That juxtaposition—falling aggregate crime measures alongside a holiday-night burst of indiscriminate violence—captures the uneasy way American public safety is experienced: statistics move slowly, while risk arrives in spikes. The Guardian notes that Tisch said there was no sign of an argument at the barbecue before the shots were fired, suggesting the victims may not have been the intended targets. She also pointed to a recent gang-related homicide on the same block and said police were investigating a possible connection, a reminder that enforcement often chases networks after the fact rather than preventing the next pull of a trigger.
Nationally, the incident sits inside a calendar of routine mass shootings.
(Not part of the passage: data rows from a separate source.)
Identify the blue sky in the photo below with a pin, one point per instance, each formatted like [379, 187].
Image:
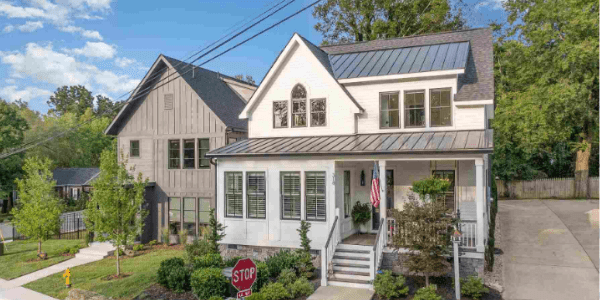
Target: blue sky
[108, 45]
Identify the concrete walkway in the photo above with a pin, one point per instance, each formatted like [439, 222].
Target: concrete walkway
[341, 293]
[551, 249]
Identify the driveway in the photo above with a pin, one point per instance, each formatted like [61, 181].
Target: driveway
[550, 249]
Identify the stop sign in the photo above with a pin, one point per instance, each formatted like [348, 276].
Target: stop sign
[243, 274]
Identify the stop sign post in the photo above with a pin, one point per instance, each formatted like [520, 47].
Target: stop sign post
[243, 276]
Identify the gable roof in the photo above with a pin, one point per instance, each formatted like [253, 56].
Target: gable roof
[477, 82]
[209, 86]
[321, 56]
[74, 176]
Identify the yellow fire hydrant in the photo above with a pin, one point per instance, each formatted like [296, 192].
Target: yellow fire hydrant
[67, 276]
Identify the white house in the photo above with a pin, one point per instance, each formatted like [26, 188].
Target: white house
[417, 106]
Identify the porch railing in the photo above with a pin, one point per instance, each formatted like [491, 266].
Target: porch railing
[380, 243]
[329, 249]
[467, 228]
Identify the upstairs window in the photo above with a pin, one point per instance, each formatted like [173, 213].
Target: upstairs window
[188, 154]
[315, 196]
[317, 112]
[174, 154]
[234, 196]
[389, 116]
[298, 106]
[256, 195]
[280, 114]
[203, 148]
[414, 109]
[440, 109]
[290, 196]
[134, 149]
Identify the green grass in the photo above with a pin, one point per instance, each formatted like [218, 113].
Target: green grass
[142, 268]
[14, 261]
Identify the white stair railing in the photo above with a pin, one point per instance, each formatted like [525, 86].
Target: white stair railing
[380, 243]
[329, 249]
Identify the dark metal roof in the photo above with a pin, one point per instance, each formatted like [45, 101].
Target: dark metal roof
[74, 176]
[447, 56]
[376, 143]
[477, 83]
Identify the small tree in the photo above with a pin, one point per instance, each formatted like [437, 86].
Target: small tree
[115, 209]
[426, 229]
[37, 214]
[216, 232]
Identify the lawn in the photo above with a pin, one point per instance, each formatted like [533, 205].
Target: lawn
[141, 269]
[15, 263]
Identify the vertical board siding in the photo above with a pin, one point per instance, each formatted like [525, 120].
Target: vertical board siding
[557, 188]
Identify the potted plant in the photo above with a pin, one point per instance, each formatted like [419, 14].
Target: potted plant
[361, 214]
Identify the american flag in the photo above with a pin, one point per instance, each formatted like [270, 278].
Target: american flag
[375, 186]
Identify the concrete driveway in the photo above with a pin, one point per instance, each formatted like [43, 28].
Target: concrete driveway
[550, 249]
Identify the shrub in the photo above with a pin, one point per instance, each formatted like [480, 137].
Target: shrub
[361, 214]
[283, 259]
[255, 296]
[211, 260]
[388, 286]
[230, 262]
[427, 293]
[287, 277]
[274, 291]
[473, 287]
[301, 287]
[165, 268]
[199, 247]
[209, 282]
[178, 279]
[262, 276]
[74, 249]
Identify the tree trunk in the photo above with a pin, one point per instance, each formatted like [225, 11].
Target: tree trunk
[582, 166]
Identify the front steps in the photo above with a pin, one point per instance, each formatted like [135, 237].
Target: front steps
[351, 266]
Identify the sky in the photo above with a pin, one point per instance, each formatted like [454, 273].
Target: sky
[109, 45]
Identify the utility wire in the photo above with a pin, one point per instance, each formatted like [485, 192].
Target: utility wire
[154, 88]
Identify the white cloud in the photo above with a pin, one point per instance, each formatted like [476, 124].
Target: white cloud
[94, 49]
[90, 34]
[123, 62]
[45, 65]
[12, 93]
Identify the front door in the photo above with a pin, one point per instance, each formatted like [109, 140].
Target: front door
[389, 176]
[449, 175]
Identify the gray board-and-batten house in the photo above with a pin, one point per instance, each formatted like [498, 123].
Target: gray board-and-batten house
[187, 112]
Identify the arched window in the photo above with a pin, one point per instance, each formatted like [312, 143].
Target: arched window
[298, 106]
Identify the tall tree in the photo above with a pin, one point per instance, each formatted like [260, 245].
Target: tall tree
[37, 215]
[12, 134]
[342, 21]
[547, 70]
[115, 208]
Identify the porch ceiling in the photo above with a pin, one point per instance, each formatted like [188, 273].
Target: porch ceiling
[466, 141]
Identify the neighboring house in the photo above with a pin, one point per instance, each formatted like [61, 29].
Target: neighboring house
[176, 115]
[323, 116]
[73, 182]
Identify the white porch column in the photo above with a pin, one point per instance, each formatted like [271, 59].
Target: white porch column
[479, 200]
[383, 190]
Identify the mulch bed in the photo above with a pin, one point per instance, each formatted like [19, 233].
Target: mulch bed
[445, 288]
[114, 276]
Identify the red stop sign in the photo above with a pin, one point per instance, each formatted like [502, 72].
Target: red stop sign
[243, 274]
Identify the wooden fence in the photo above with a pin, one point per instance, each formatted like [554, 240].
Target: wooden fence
[558, 188]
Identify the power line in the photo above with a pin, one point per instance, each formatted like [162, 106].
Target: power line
[192, 68]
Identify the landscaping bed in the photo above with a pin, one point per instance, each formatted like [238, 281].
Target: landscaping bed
[21, 257]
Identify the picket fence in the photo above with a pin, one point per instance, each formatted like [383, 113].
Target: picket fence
[557, 188]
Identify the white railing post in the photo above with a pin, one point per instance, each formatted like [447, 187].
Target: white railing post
[324, 266]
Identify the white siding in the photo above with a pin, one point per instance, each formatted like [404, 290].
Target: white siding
[302, 67]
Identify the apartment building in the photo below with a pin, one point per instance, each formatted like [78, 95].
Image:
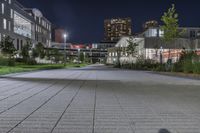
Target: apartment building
[116, 28]
[22, 23]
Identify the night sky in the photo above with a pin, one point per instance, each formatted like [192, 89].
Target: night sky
[84, 19]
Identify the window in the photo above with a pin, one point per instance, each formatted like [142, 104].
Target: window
[9, 25]
[11, 13]
[4, 24]
[2, 8]
[192, 34]
[22, 26]
[161, 33]
[17, 44]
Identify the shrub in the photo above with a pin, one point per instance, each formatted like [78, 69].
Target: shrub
[31, 62]
[3, 61]
[188, 67]
[177, 67]
[196, 68]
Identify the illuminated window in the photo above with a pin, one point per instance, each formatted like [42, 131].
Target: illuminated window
[22, 26]
[4, 24]
[161, 33]
[11, 13]
[2, 8]
[9, 25]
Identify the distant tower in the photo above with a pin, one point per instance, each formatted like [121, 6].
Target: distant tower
[149, 24]
[59, 38]
[116, 28]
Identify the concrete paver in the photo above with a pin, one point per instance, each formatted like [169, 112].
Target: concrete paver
[98, 99]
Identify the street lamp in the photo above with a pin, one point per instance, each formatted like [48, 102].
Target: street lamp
[65, 54]
[79, 55]
[161, 56]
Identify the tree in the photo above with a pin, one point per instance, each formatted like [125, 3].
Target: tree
[40, 50]
[170, 26]
[25, 51]
[7, 47]
[82, 57]
[132, 47]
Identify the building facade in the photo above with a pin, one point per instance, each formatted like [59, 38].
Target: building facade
[116, 28]
[59, 35]
[150, 24]
[151, 46]
[22, 23]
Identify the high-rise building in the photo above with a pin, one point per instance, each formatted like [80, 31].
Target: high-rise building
[150, 24]
[21, 23]
[59, 35]
[116, 28]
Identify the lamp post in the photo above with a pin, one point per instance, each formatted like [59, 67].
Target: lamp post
[161, 56]
[65, 54]
[79, 55]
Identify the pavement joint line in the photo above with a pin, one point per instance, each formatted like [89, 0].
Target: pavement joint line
[131, 123]
[94, 110]
[164, 122]
[68, 105]
[42, 103]
[15, 87]
[17, 93]
[27, 98]
[12, 88]
[6, 83]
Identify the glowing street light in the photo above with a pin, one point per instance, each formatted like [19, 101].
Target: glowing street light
[65, 44]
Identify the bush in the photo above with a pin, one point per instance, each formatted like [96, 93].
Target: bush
[196, 68]
[31, 62]
[177, 67]
[11, 62]
[6, 62]
[3, 61]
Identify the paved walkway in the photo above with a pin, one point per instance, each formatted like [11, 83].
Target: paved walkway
[98, 99]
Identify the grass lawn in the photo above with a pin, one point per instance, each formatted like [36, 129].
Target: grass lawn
[27, 68]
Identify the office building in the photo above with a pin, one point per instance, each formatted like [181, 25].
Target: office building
[151, 46]
[116, 28]
[22, 23]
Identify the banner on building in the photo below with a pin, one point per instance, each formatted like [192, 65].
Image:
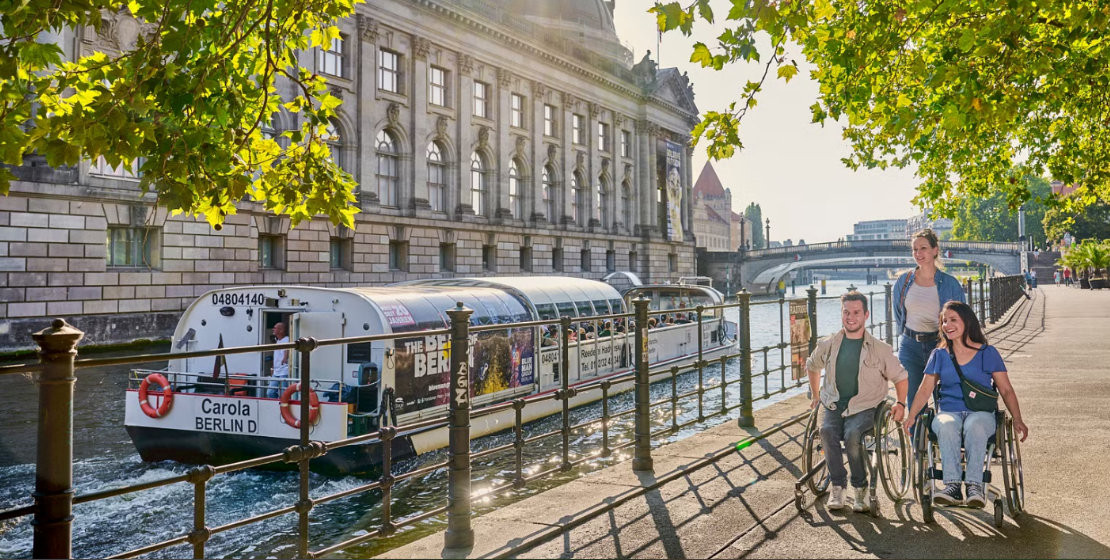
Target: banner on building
[799, 338]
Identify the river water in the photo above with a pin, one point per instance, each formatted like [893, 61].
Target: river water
[104, 458]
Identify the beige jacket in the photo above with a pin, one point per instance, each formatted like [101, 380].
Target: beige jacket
[878, 367]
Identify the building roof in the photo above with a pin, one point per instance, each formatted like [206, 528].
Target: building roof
[708, 183]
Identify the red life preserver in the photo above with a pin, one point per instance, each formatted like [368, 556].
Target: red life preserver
[286, 411]
[167, 396]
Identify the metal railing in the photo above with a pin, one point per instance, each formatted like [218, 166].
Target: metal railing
[704, 382]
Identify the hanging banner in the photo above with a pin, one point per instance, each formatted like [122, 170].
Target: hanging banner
[799, 338]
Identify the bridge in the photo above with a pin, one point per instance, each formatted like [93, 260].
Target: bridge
[759, 271]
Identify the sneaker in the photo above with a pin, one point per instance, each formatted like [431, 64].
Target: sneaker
[976, 498]
[949, 496]
[860, 502]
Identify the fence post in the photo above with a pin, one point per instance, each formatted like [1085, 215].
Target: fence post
[890, 318]
[747, 418]
[53, 467]
[642, 460]
[460, 533]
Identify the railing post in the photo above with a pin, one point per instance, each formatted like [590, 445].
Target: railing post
[53, 469]
[460, 535]
[890, 316]
[747, 418]
[642, 460]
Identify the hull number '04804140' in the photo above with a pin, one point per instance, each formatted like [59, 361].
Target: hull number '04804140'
[239, 298]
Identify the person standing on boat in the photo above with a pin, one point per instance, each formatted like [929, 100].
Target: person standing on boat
[858, 369]
[918, 296]
[281, 364]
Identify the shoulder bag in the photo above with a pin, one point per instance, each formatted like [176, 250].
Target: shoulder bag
[976, 397]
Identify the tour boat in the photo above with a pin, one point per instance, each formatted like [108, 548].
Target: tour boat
[217, 410]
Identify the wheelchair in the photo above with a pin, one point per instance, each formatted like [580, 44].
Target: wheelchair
[1008, 455]
[888, 460]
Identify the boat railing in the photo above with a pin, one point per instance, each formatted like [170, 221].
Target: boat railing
[668, 396]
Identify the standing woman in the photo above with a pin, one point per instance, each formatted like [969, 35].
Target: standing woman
[918, 295]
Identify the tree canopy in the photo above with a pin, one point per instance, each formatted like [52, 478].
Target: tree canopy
[189, 103]
[970, 93]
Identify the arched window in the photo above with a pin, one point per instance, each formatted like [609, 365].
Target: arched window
[478, 187]
[389, 166]
[514, 189]
[548, 187]
[436, 177]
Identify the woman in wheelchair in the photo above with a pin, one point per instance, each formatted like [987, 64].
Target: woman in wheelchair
[962, 417]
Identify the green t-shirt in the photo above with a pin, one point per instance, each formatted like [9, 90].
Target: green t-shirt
[847, 370]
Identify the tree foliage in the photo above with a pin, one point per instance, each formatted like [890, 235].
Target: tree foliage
[190, 100]
[970, 93]
[991, 217]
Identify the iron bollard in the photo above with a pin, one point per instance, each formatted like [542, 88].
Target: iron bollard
[890, 321]
[53, 471]
[747, 418]
[460, 533]
[642, 460]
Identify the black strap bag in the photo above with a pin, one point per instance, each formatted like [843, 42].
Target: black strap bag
[976, 397]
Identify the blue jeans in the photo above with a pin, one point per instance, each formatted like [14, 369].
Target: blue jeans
[836, 428]
[914, 355]
[971, 429]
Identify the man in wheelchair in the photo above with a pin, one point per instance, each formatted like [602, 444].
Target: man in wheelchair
[965, 370]
[858, 369]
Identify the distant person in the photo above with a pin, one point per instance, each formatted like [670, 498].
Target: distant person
[858, 368]
[918, 296]
[280, 376]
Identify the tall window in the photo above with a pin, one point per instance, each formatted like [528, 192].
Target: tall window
[548, 192]
[550, 120]
[576, 124]
[482, 100]
[514, 189]
[437, 87]
[389, 71]
[387, 169]
[516, 110]
[331, 59]
[478, 186]
[436, 177]
[133, 247]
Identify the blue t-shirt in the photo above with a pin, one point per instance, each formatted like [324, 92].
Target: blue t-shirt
[950, 396]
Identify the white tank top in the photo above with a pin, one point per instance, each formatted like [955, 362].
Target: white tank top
[922, 308]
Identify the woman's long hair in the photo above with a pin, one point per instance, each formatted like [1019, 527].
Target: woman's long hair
[972, 331]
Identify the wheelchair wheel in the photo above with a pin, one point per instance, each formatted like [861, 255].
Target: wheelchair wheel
[813, 455]
[1013, 478]
[895, 462]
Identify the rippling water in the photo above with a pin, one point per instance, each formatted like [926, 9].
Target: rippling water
[104, 458]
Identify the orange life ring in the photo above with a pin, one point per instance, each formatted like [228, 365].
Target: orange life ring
[286, 411]
[167, 396]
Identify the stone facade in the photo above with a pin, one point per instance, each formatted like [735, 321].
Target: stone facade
[57, 225]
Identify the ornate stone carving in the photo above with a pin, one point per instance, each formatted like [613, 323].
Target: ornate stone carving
[421, 48]
[367, 29]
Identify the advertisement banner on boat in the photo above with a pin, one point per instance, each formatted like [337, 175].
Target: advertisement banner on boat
[799, 337]
[500, 359]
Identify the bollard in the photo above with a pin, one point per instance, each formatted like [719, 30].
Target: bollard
[747, 418]
[890, 319]
[642, 460]
[460, 533]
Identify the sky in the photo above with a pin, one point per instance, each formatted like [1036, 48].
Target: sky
[789, 166]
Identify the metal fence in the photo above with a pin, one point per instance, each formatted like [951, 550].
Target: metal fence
[54, 496]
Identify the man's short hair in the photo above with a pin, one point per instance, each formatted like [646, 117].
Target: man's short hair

The Gun Violence Archive had logged at least 215 mass shootings in the US so far this year, The Guardian reported, using the group’s definition of incidents in which four or more victims are wounded or killed. The same report said at least six mass shootings were recorded across the country on July 4, with more reported the following morning—an arithmetic of celebration weekends that has become predictable enough to be tabulated.
New York’s own policing story adds another layer. The Guardian reported that on the same night an NYPD officer from the sex offender monitoring unit was shot in the ballistic vest in Crown Heights in what appeared to be a targeted attack, with a suspect later arrested. The city can simultaneously claim historic lows in shootings and still deploy press briefings for multiple gun incidents within hours, because the operational burden is set by the outliers, not the averages.
In Coney Island, police said the victims were found in the courtyard where the family barbecue was taking place. A pistol and 10 shell casings were left behind on a block that had just finished watching fireworks.